Thursday, 2 December 2010

US billboards claim Jesus will return May 21, 2011

... which, even by the standards of Christian predictions of the Second Coming, is kinda specific.

Forty billboards have sprung up around nine cities in the US, claiming that May 21, 2011 will be the date of the Rapture.

Fans of Family Radio, a nationwide Christian radio network, paid for the billboards after the network's founder, Harold Camping, predicted the date for the Rapture.

In Camping's latest publication, We are Almost There!, he states that certain Biblical passages point unquestionably to May 21, 2011 as the date of "Rapture", and October 21, 2011 as the end of the world. This is despite already getting it wrong - in his book 1994? he claimed there was a very high likelihood that the world would end in September 1994, although he did admit he "could be wrong".

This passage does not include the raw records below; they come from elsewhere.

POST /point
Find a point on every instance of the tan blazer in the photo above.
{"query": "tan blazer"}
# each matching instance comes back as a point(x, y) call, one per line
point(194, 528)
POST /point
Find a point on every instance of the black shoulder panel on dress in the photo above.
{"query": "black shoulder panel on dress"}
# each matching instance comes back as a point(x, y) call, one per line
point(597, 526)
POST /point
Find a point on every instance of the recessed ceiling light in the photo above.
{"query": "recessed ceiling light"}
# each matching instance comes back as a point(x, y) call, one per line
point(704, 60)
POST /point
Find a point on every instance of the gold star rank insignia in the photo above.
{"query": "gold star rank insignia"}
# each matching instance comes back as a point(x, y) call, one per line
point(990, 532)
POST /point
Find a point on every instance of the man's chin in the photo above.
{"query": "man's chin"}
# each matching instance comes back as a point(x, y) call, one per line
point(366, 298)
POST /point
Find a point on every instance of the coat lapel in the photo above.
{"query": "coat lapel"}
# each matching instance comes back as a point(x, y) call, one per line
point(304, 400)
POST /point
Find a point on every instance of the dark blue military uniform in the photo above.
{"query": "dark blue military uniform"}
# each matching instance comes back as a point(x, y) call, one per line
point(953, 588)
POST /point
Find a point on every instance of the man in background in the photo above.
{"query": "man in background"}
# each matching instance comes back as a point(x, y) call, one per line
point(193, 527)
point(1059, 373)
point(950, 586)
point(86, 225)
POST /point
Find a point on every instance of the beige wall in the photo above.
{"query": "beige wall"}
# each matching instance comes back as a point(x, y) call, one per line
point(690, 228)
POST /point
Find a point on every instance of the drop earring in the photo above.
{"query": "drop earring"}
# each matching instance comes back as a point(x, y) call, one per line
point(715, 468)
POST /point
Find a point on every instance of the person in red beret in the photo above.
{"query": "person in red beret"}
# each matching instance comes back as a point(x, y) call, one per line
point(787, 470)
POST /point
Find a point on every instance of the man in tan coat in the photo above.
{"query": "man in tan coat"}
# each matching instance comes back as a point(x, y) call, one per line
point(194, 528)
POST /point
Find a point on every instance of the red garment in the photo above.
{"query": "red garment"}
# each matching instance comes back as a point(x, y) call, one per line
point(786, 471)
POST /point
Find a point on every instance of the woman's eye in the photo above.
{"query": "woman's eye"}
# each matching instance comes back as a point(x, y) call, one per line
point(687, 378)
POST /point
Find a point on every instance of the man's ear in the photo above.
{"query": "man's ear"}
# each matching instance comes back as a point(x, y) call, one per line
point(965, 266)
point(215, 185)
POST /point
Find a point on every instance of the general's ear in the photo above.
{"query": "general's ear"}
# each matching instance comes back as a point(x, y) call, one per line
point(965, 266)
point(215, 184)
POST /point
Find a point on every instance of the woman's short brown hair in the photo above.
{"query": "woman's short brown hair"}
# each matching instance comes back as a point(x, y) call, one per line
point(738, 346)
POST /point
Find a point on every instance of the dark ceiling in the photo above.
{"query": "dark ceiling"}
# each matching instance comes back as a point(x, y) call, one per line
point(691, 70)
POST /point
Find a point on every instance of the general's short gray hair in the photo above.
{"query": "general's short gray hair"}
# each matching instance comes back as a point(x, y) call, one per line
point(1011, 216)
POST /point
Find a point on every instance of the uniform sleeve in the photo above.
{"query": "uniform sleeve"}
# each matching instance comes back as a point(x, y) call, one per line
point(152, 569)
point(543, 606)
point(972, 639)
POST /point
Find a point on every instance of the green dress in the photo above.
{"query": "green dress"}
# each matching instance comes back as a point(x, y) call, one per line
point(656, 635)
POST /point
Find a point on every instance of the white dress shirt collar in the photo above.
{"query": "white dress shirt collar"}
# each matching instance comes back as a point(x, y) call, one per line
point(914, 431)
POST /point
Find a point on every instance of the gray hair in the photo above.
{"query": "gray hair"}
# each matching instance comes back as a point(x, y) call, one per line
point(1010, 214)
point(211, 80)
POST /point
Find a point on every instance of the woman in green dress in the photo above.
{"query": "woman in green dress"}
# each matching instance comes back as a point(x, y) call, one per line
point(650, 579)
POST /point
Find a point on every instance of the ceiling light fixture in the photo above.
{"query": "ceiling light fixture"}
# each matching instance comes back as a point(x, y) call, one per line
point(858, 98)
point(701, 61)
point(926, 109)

Undeterred, 29-year-old Allison Warden orchestrated the billboard campaign in Nashville, Tennessee. Allison is a volunteer with WeCanKnow.com, a website set up by followers of Family Radio.

Although the exact nature of the Rapture is contested, in its most popular current form it involves Christ returning from Heaven to earth while saved individuals - both dead and alive - will rise up in the air and join him in the sky. A particular favourite of the evangelists in America, it's also the basis of Tim LeHaye's internationally best-selling 'Left Behind' series of novels.